By intuition only – I don’t see how I can prove it:
Since there are 19 turns ($19\times 11=209$ numbers + 2 on the blackboard), I would choose to play 1st. In my 1st move I would wipe out numbers 101 to 111 since these are the only ones that do not have a pair to meet the rule. Then for whichever numbers Radhika would remove, I would respond by removing the numbers that would have a difference of 111, for example for 92 I wipe out 203 etc. If Radhika chose to remove pairs with difference equal to 111, there would still be a single number, for which I would remove its pair and then I would also remove pairs with difference 111 or 112 and so on.
Does this method guarantee a win?
There are $100$ pairs with difference $111$: $\{1,112\}$, $\{2,113\}$, $\ldots$, $\{100,211\}$. As you noticed, there are $11$ numbers that are unpaired are $101$, $102$, $\ldots$, $111$. Since the second player can eliminate at most $9\cdot 11$ numbers, the second player does not touch at least one pair of difference $111$. Thus, if the first player does not play stupidly by corrupting these pairs, then the first player can always win.
You have recommended a good strategy.
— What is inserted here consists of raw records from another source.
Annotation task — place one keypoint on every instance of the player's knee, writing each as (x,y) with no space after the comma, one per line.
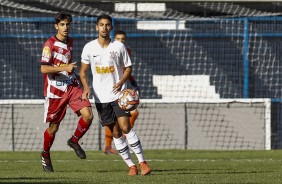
(126,129)
(134,113)
(88,117)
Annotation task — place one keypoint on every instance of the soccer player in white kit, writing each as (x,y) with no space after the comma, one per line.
(111,66)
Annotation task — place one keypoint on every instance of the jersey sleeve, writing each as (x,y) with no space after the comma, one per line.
(85,56)
(46,57)
(125,57)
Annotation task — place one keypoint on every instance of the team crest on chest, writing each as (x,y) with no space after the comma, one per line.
(68,55)
(113,55)
(60,50)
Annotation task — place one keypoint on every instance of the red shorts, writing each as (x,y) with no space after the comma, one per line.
(55,108)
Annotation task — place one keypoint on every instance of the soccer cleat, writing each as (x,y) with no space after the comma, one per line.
(78,150)
(109,150)
(133,171)
(46,162)
(145,169)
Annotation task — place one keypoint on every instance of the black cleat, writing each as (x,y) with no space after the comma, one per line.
(78,150)
(46,163)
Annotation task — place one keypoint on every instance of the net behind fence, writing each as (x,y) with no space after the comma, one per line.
(196,124)
(176,57)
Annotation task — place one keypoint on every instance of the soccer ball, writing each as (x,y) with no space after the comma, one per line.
(128,99)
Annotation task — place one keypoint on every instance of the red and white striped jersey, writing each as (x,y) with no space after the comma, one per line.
(56,53)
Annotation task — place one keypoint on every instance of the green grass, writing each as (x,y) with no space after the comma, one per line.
(168,166)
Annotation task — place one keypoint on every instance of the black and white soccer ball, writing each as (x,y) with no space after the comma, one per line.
(128,99)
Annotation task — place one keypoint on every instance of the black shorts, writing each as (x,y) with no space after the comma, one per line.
(109,112)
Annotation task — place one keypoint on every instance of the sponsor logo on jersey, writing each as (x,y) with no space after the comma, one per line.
(68,55)
(104,70)
(46,52)
(113,56)
(60,50)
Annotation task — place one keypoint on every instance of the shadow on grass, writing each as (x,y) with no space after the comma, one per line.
(205,172)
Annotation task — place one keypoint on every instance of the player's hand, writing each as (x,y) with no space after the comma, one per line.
(86,94)
(117,88)
(70,67)
(136,89)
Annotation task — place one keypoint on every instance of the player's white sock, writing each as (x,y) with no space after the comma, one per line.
(123,151)
(135,144)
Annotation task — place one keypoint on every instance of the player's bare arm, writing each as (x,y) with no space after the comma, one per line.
(83,79)
(55,69)
(126,75)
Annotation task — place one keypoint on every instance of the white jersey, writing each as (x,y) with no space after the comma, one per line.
(107,66)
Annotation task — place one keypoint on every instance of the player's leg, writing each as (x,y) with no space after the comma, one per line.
(55,110)
(123,149)
(83,108)
(108,142)
(108,118)
(132,138)
(134,114)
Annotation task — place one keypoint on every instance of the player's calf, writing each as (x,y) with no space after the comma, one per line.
(46,162)
(78,150)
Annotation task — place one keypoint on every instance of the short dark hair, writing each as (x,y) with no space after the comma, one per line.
(120,32)
(62,16)
(104,16)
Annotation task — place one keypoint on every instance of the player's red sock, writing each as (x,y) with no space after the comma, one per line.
(48,141)
(81,129)
(108,137)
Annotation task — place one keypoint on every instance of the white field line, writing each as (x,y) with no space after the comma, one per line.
(157,160)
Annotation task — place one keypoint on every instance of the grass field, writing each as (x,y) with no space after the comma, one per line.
(169,166)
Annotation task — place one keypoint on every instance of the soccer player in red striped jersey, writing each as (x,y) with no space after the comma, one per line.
(62,89)
(121,37)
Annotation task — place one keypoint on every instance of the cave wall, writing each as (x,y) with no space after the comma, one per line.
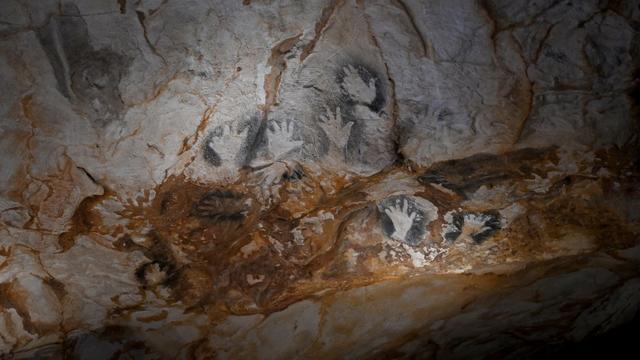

In the first move, the first player proceeds by removing the $11$ unpaired numbers $101$, $102$, $\ldots$, $111$. Every turn after the second player played, if the number $x\in\{x,y\}$ with $|x-y|=111$ was remove but $y$ was not, then the first player responds by removing $y$. Since $11$ is odd, the number of such $x$'s that the second player removed must be odd. Thus, the first player will remove an odd number of such $y$'s. If the first player has not completed the turn (i.e., fewer than $11$ numbers have been played), then there are an even numbers left to remove. Then, the first player remove both numbers form some pairs with difference $111$ until the turn is finished. Therefore, by the end of the $(2k+1)$-st turn, only $11k$ pairs of difference $111$ have been killed (and other pairs are completely untouched).